What do the upcoming regulation changes in Employment law mean for HR?



As parliament has now passed the Brexit bill it is widely anticipated that Prime Minister Theresa May will trigger article 50 of the Lisbon Treaty before the end of March, adding to a number of other regulation changes coming into practice this coming April.



What regulations are changing by this April?

  • Companies must report their gender pay gap.
  • Increases in statutory maternity, paternity, adoption and shared parental pay.
  • Increases in statutory sick pay and family related leave.
  • The limit on a week’s pay (used for calculating redundancy and unfair dismissal basic awards).
  • Cap on compensation for unfair dismissal.
  • Rise in the National living wage.
  • Apprenticeship levy introduction.
  • Immigration skills charge.
  • Pension advice allowance is introduced.


As you can see there are many changes to factor in to the decision making process. In order to adapt and prepare for these changes, businesses simply must use planning tools, techniques and analytics to ensure it is as smooth a transition as possible. In the years to come HR professionals will play a crucial role in this planning and executing of change programmes. Read on to learn more about the key  changes and for some suggestions on how you can potentially combat them;




Gender pay reporting – This change only effects companies with 250 staff or more, so larger companies should take note. They will be required to report data on their gender pay gap (difference in pay between men and women in the same role), this includes bonus payments.

Also requiring report is the proportion of males to females in roles, so it can be monitored if women are taking up senior roles or if it is typically still mainly male dominated at boardroom level. Employers in the private and voluntary sector must base their pay data on staff employed on a “snapshot” date of 5 April each year, starting from April 2017. Organisations in the public sector must use 31 March as their snapshot date. Employers have exactly one year to publish the information in their report to their company website and upload it to the government website. Employers must make sure that they can capture the necessary data to do this.

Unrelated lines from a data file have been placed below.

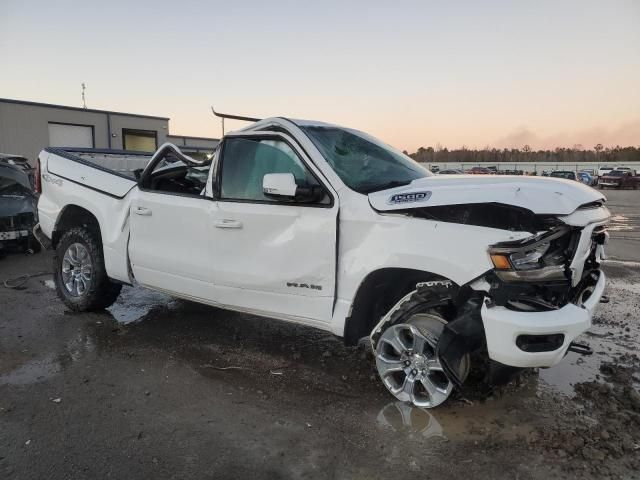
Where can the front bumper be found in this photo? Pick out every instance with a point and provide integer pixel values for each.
(503, 326)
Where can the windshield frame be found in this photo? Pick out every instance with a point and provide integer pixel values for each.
(419, 171)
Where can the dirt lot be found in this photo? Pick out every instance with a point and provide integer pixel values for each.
(161, 388)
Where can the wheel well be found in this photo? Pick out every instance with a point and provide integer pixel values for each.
(74, 216)
(377, 293)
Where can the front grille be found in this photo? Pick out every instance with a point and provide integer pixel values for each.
(17, 222)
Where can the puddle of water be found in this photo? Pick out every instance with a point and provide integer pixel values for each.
(41, 369)
(134, 303)
(404, 418)
(606, 338)
(33, 371)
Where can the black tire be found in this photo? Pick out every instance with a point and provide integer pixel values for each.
(101, 292)
(33, 244)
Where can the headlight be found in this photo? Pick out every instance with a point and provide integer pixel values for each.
(531, 259)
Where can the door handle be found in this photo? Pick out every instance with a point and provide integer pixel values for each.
(142, 211)
(227, 223)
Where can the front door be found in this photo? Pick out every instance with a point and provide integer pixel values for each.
(275, 257)
(170, 245)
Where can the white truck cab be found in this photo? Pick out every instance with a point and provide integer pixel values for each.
(328, 227)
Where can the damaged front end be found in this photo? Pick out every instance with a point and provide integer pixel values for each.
(18, 211)
(528, 309)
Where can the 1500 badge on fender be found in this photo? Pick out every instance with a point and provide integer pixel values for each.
(409, 197)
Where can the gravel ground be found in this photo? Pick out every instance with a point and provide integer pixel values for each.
(157, 387)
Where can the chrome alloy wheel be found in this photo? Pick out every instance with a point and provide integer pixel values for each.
(407, 362)
(76, 269)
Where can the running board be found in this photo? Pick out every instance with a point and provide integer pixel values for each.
(580, 348)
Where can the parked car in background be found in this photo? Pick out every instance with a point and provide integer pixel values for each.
(593, 172)
(586, 178)
(620, 179)
(604, 170)
(20, 162)
(480, 171)
(18, 211)
(566, 174)
(626, 169)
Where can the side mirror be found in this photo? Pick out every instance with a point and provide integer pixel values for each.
(279, 186)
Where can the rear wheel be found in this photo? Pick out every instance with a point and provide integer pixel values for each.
(79, 272)
(407, 362)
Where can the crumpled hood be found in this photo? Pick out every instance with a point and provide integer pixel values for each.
(541, 195)
(11, 205)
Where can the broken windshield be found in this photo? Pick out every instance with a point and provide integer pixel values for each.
(363, 163)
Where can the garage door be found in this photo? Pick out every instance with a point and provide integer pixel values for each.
(65, 135)
(139, 140)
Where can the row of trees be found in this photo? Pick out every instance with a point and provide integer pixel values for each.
(577, 154)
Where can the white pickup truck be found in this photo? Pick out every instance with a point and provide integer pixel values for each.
(328, 227)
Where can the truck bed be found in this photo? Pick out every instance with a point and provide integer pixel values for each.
(107, 171)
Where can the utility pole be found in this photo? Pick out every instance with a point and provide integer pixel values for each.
(84, 102)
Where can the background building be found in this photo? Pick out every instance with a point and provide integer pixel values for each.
(28, 127)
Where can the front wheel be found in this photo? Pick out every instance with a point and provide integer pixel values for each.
(79, 272)
(407, 362)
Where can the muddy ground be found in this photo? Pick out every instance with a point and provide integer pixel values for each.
(161, 388)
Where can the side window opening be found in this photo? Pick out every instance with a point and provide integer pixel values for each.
(173, 175)
(245, 162)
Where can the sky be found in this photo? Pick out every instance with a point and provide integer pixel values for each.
(545, 73)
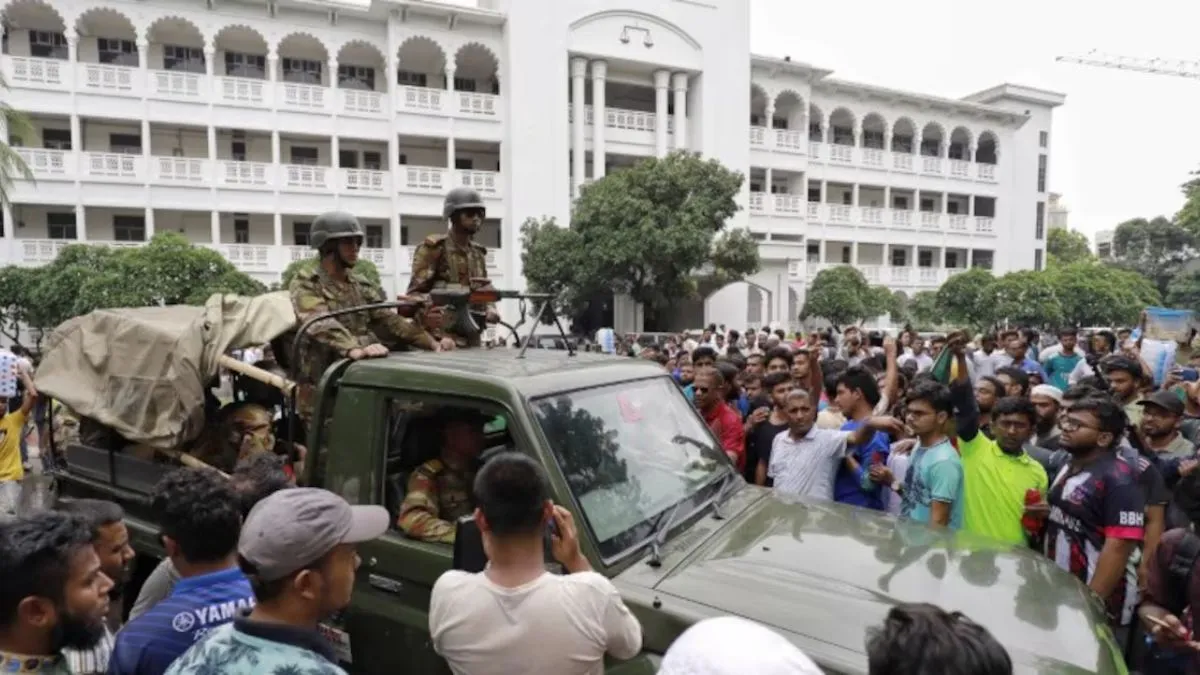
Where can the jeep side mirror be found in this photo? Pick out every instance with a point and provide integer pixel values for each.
(468, 545)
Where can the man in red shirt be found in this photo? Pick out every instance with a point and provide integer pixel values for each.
(725, 422)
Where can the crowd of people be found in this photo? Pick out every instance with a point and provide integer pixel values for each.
(1072, 449)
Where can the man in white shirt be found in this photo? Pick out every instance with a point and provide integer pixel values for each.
(515, 616)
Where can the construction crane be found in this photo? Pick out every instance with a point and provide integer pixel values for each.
(1155, 66)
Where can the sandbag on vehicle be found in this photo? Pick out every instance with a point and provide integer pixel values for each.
(143, 371)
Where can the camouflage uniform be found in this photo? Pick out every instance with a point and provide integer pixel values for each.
(439, 262)
(331, 339)
(437, 496)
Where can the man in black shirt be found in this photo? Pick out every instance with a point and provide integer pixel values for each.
(763, 424)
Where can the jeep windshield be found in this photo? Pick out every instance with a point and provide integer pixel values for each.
(630, 453)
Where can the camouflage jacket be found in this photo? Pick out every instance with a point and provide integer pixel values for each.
(328, 340)
(439, 262)
(437, 496)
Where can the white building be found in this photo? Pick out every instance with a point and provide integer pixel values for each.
(1057, 213)
(237, 123)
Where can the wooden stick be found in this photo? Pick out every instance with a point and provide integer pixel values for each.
(258, 374)
(189, 460)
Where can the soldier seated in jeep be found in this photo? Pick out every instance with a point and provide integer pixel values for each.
(439, 490)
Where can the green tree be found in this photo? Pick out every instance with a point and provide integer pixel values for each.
(1189, 215)
(1025, 298)
(364, 267)
(1157, 249)
(1067, 246)
(168, 270)
(12, 166)
(966, 299)
(840, 296)
(653, 231)
(923, 309)
(1095, 294)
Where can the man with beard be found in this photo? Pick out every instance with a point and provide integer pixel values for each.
(765, 424)
(1047, 401)
(333, 286)
(53, 593)
(298, 549)
(111, 539)
(989, 389)
(1097, 509)
(199, 515)
(453, 258)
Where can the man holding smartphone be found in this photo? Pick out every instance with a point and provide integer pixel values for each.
(515, 616)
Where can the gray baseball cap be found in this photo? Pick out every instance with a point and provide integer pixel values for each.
(294, 527)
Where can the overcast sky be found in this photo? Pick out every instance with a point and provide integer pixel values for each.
(1121, 144)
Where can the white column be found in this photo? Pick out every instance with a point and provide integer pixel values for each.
(81, 223)
(679, 82)
(599, 118)
(579, 120)
(661, 117)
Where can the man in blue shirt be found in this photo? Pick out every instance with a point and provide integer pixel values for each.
(201, 519)
(858, 393)
(933, 487)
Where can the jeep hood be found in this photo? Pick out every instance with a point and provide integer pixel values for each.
(823, 573)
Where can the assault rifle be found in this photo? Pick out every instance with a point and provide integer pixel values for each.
(463, 302)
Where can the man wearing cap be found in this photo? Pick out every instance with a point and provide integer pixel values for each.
(438, 491)
(298, 549)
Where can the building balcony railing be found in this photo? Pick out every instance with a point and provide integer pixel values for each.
(246, 257)
(30, 72)
(871, 216)
(115, 167)
(887, 275)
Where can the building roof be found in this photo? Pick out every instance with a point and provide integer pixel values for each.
(1018, 93)
(821, 79)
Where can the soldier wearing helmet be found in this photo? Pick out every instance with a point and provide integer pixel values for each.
(334, 285)
(453, 258)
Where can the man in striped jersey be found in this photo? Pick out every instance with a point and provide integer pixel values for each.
(111, 539)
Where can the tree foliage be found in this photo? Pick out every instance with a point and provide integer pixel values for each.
(168, 270)
(12, 166)
(1026, 298)
(1157, 249)
(653, 231)
(967, 299)
(923, 309)
(364, 267)
(841, 296)
(1097, 294)
(1067, 246)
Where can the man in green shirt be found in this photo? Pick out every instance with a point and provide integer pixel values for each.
(997, 473)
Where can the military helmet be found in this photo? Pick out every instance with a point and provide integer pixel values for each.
(461, 198)
(334, 225)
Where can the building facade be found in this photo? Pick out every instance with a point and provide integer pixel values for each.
(237, 123)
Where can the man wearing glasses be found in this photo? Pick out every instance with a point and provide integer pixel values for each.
(1097, 509)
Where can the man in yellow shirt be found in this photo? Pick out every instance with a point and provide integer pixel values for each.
(12, 426)
(997, 473)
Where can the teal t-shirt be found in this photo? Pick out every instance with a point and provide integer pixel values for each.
(1059, 368)
(935, 473)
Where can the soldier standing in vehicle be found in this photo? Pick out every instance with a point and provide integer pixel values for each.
(453, 260)
(333, 286)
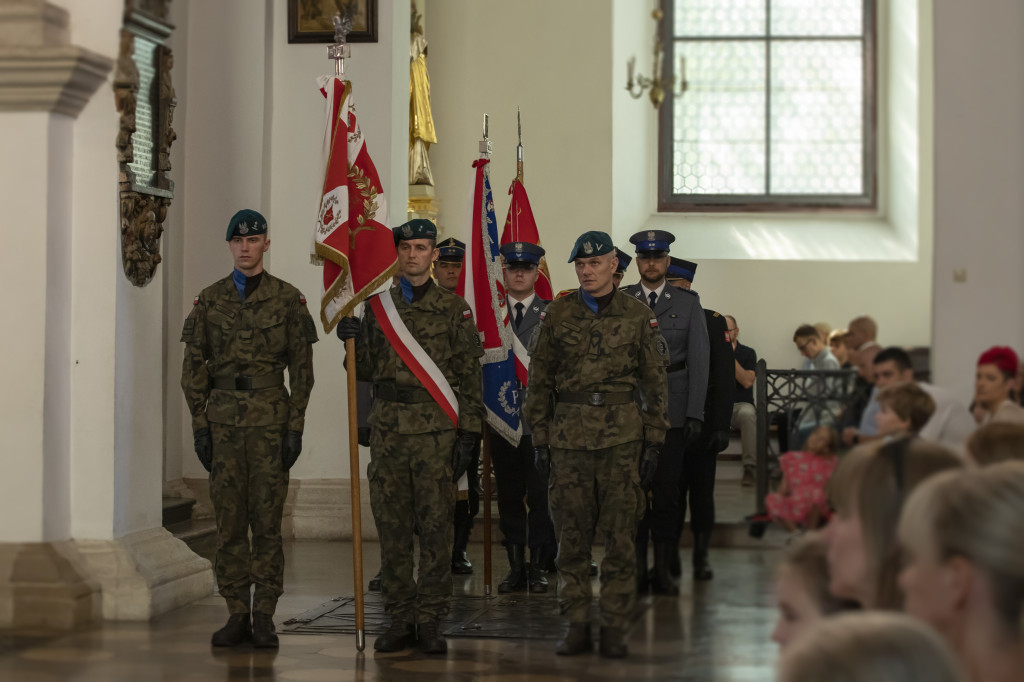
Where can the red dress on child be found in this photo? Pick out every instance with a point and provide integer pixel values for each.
(807, 474)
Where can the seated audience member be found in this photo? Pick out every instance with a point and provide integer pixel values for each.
(801, 500)
(963, 536)
(867, 492)
(903, 410)
(814, 350)
(837, 344)
(743, 416)
(997, 441)
(868, 647)
(802, 590)
(994, 381)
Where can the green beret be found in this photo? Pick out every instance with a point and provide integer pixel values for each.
(418, 228)
(246, 222)
(592, 244)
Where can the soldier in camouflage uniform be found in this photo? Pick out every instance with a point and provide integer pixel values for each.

Statutory family-related pay and sick pay rates increase – The weekly rate of statutory maternity, paternity, adoption and shared parental pay will increase to £140.98 for pay weeks starting on or after 2 April 2017. The weekly rate of statutory sick pay will increase to £89.35 from 6 April 2017. As well as the basic pay rates, a new tax-free childcare scheme will come into force this April. Employers must make sure that they are aware of all these requirements by checking on the UK government website.



Statutory redundancy pay increases – New limits on employment statutory redundancy pay come into force on 6 April 2017. Employers that dismiss employees for redundancy must pay those with two years’ service an amount based on the employee’s weekly pay, length of service and age. The weekly pay is subject to a maximum amount. From 6 April 2017, this is £489, increasing from £479.



Rise in national minimum wage – The most drastic increase is the rate for workers 25+ goes from £7.20 to £7.50, there are also other raises further down the board although only in the range of 5p-10p.



Apprenticeship levy is introduction – This comes into effect on the 6th of April and can fund apprenticeships for employers, via PAYE (online system government use to receive pay) providing they have a pay bill over £3 million. Employers that do not pay the levy will also be able to access some form of apprenticeship funding. Applying for this service is different in various regions, in England it is a digital service, funding is expected to start coming in on May 1st 2017.



Immigration skills charge – Starting this April companies employing skilled workers from abroad will need to pay £1,000 – £364 depending on the size of their business, per sponsorship. Migrants pay threshold is also increased meaning they need to be on more money to be considered a Tier 2 experienced employee. Workers coming to the UK for posts in education, healthcare and social care must also obtain the necessary criminal records certificates from the countries that they have lived in over the last 10 years.



Pension advice allowance – Members of defined-contribution and hybrid pension schemes can take a tax free amount of £500 from their scheme, to be paid back against the expense of ‘financial advice’. The value of pensions advice provided by employers on which there is tax and NIC relief will increase from £150 to £500.